GATK4 Somatic Variant Caller for Tumour Only Samples with Targeted BED

GATK4_SomaticVariantCallerTumorOnlyTargeted · 2 contributors · 1 version

This is a VariantCaller based on the GATK Best Practice pipelines. It uses the GATK4 toolkit, specifically 4.1.2.

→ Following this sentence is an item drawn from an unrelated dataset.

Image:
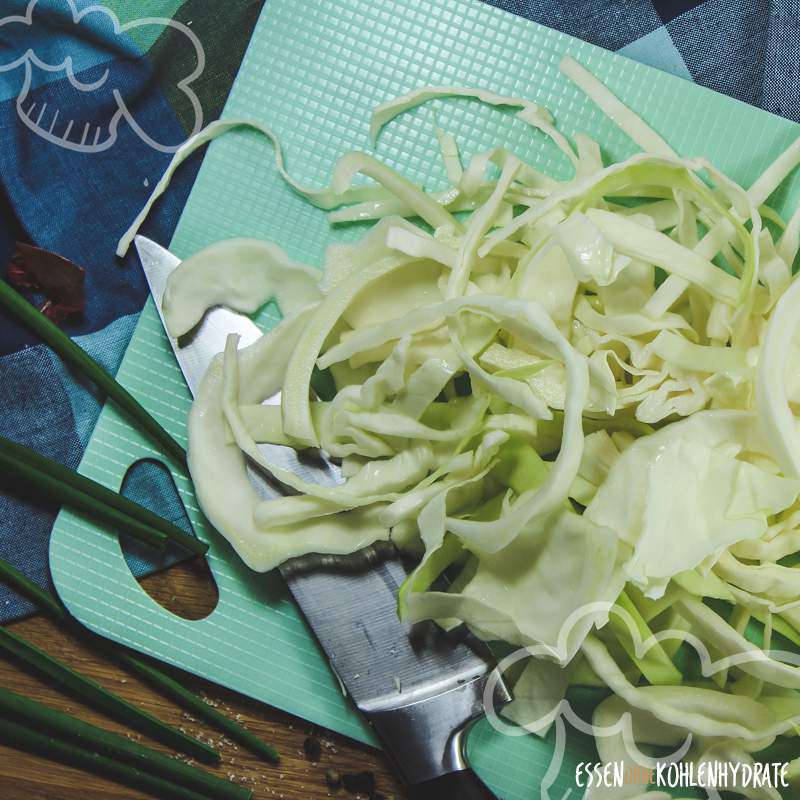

It has the following steps:

  1. Mutect2 (output: vcf, bam, f1r2.tar.gz)
  2. LearnOrientationModel
  3. GetPileupSummaries
  4. CalculateContamination
  5. FilterMutect2Calls
  6. SplitNormaliseVcf

Quickstart

from janis_bioinformatics.tools.variantcallers.gatk.gatksomatic_variants_single import GatkSomaticVariantCallerTumorOnlyTargeted

wf = WorkflowBuilder("myworkflow")

wf.step(
    "gatk4_somaticvariantcallertumoronlytargeted_step",
    GatkSomaticVariantCallerTumorOnlyTargeted(
        bam=None,
        reference=None,
        gnomad=None,
    )
)
wf.output("variants", source=gatk4_somaticvariantcallertumoronlytargeted_step.variants)
wf.output("out_bam", source=gatk4_somaticvariantcallertumoronlytargeted_step.out_bam)
wf.output("out", source=gatk4_somaticvariantcallertumoronlytargeted_step.out)

OR

  1. Install Janis
  2. Ensure Janis is configured to work with Docker or Singularity.
  3. Ensure all reference files are available:

Note

More information about these inputs are available below.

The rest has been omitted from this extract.